John’s World: Why Does the Ag Census Turnaround Take So Long?

John Phipps has a fundamental issue with the ag census -- it takes far too long. John breaks down his issue with it during John’s World.

After a year of crunching numbers, the 2017 Ag Census was just released by USDA.
After a year of crunching numbers, the 2017 Ag Census was just released by USDA.
(Farm Journal )

Last week the USDA published to great anticipation the 2017 Ag Census. Ag media were full of colorful charts, tables of numbers, and thoughtful analysis. This will continue as economists, demographers and even amateurs like me try to line up the data to discover trends or illuminate problems.

But I have a fundamental issue with the ag census, just like I do with crop reports, and many other USDA outputs. They take far too long.

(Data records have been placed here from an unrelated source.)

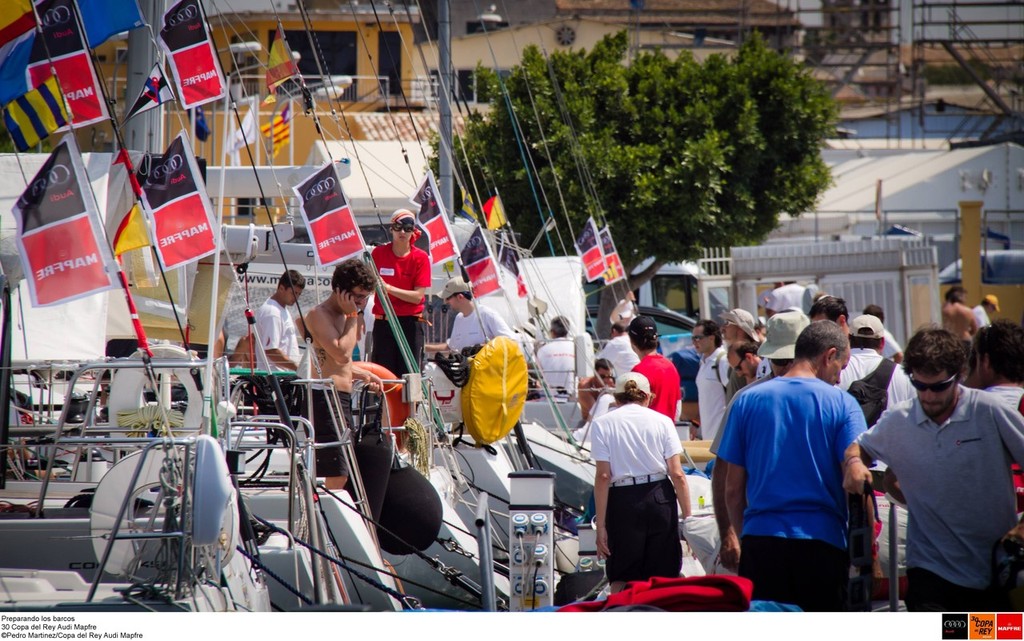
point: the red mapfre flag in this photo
(65, 44)
(434, 221)
(174, 196)
(589, 247)
(184, 37)
(480, 264)
(329, 218)
(59, 236)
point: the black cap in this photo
(643, 328)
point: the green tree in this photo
(678, 155)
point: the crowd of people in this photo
(798, 410)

In 1997, the census of ag was shifted from the Bureau of the Census in the Department of Commerce to the USDA and NASS. For that census data were gathered from December 1997 through February of 1998, and the results were published in February 1999. This is the same schedule as you can see for the latest census - despite gigantic leaps in both computing technology and statistical science. Meanwhile, farm policy will be based on a snapshot of US agriculture that was outdated at the moment of publishing.

I wrote about this inability to improve fifteen years ago in Top Producer when I wondered why crop reports have always taken ten days to crank out, no matter whether using pencils and adding machines or the latest computers. I was told by NASS that’s what the law says, which is sorta true. The legislation sets a final deadline, but there is nothing to prevent USDA from getting faster. Other than institutionalized laziness.

Which is my entire point. Data products similar to the ag census and crop reports are not only getting better all over our government – they are getting faster. The FED in Atlanta now puts out a weekly GDP estimate. The Bureau of Economic Analysis continually adds newer user features like mapping and speedier results. The USDA failure to improve has another cost.

While I do not rant about big, bloated government, because large complex societies and economies require significant governance, my support for USDA programs and employees is tested by what I think is indolent working to contract in the case of many USDA reports. There is no reason government cannot improve, and it is in many other agencies.

I am not criticizing the accuracy, integrity, or expertise of the USDA. But to be incapable of any productivity growth over decades is nonsense. I think the census of ag could be done annually and completed in a month after gathering. If NASS can’t do it, move it back the Census Bureau, or better yet, hire a data management company that can. If contractors can build our nuclear weapons, they can count farmers. And I’ll bet they can do it faster and cheaper.

So enjoy the flood of charts and graphs, and then ask why it takes so long.